In der CSU lächeln sie nicht mehr. Anfangs hatten sie den Niederbayern als Populisten abgetan, leicht nervig aber harmlos. Markus Söder hatte sich mit den Freien Wählern eingelassen, weil sie ihm als der einfachere Koalitionspartner erschienen: konservativ wie die CSU, bürgerlich und beherrschbar. Die Grünen schienen ihm ein zu großes Wagnis.

Ein Irrtum. Die Grünen tragen im Landtag die Anti-Corona-Linie des bayerischen Ministerpräsidenten mit und stänkern auch außerhalb des Parlaments nicht. Aiwanger dagegen brüskiert seinen Bündnispartner bei jeder Gelegenheit. Selbst Markus Söder, der sich eine nie gekannte Geduld antrainiert hat, verliert sie allmählich.

Als Aiwanger am Freitag wieder einmal die offizielle Linie verlassen und weitreichende Öffnungen verlangt hat, reißt Söder der Geduldsfaden. Sein Konter ist scharf. Er nennt Aiwangers Namen nicht beim virtuellen Neujahrsempfang seiner CSU, doch er zählt die Beispiele auf, die auch Albert Füracker kennt und zeichnet das Bild eines unseriösen Politikers, der sich wenig um Fakten schert und für eine billige Schlagzeile jede Verlässlichkeit vergisst.

Schweigen im Kabinett

Vielleicht hätten sie in der CSU weniger Probleme mit dieser Sonderrolle, die Aiwanger sich gestattet, zeigte er an anderer Stelle den gleichen Mut. Im Kabinett aber, erzählen alle, habe er noch keinen Vorschlag Söders kritisiert oder auch nur einen eigenen Gedanken dagegen gestellt. „Der schweigt und hebt die Hand“, sagt einer. „Im Kabinett hörst du gar nichts von ihm.“ Auch bei den Pressekonferenzen ist vom nassforschen Aiwanger wenig zu sehen.
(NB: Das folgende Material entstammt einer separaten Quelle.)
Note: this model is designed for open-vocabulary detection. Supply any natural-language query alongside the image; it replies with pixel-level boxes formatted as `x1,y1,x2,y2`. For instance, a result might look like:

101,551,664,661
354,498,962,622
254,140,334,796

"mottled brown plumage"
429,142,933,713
So kommentiert München-Korrespondent Roland Englisch die Situation


Das ist nicht neu. Im Kampf um die Stromtrassen war das nicht anders. Doch diesmal gefährdet Aiwanger die Stabilität der Regierung, weil er Söder auf einem für ihn schwierigen Feld angreift. Bei Corona wächst die Nervosität überall. Störfeuer aus den eigenen Reihen braucht niemand. Auch das erklärt, wieso Söder seinen Vizeministerpräsidenten diesmal deutlich schärfer angeht.
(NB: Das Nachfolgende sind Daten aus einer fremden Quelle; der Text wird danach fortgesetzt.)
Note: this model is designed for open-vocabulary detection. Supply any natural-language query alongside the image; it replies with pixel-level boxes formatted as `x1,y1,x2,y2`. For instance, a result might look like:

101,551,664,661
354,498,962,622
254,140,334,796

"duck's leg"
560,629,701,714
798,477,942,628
Über die Motive Aiwangers können sie in der Koalition nur spekulieren. Aber sie nehmen auf der CSU-Seite genau wahr, wer sich dort wie verhält. Die Minister Thorsten Glauber (Umwelt) und Michael Piazolo (Bildung) sind beide von den Freien Wählern. Doch ihnen ist noch kein böses Wort über die CSU oder deren Kabinettsmitgliedern über die Lippen gekommen. Auch Piazolo schweigt. Er steht seit Monaten im Feuer für die Probleme beim Distanzunterricht. Dabei hat er das Haus erst vor gut zwei Jahren übernommen, das sieben Jahrzehnte rein in CSU-Hand gewesen war. Für die EDV unter der anfälligen Schulplattform Mebis ist das CSU-geführte Finanzministerium zuständig; das ebenfalls CSU-geführte Digitalisierungsministerium hält sich beim Thema Digitalisierung ohnehin bedeckt.
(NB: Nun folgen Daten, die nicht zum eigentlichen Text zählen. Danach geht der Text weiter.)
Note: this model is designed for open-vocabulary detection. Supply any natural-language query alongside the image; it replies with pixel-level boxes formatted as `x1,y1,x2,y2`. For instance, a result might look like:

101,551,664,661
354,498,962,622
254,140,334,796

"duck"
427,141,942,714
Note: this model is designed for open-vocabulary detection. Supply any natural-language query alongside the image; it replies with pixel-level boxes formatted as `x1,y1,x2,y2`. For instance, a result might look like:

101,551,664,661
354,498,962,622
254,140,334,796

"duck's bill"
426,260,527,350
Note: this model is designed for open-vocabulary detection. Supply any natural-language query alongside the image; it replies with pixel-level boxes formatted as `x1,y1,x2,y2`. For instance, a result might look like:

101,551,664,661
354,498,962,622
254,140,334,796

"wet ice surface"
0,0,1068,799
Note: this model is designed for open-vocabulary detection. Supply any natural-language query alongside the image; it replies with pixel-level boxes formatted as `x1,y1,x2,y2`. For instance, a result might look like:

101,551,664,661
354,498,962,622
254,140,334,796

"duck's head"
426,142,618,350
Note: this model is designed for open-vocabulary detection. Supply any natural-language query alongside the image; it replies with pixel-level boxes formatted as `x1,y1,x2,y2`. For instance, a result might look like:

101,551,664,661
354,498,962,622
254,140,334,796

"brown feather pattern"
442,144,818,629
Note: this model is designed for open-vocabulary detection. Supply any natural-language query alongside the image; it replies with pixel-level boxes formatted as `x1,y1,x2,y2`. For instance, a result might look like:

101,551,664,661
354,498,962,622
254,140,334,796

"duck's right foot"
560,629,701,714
Das nächste Ziel: Der Bundestag

Doch Piazolo zeigt nicht auf die anderen und tut damit, was sich für gute Koalitionspartner gehört. Anders als sein Parteichef Hubert Aiwanger hat Piazolo keine bekannten bundespolitischen Ambitionen. Aiwanger will die Freien Wähler mit aller Gewalt in den Bundestag hieven.

Es ist, vorsichtig formuliert, ein so kühner wie einsamer Traum. Außer ihm glaubt keiner in den eigenen Reihen an ein derart großes bundespolitisches Gewicht. Bei der jüngsten Bundestagswahl schafften die Freien Wähler ein Prozent. Ihnen fehlen als kommunalpolitisch ausgerichtete Partei in vielen Bundesländer das Personal und die Organisation.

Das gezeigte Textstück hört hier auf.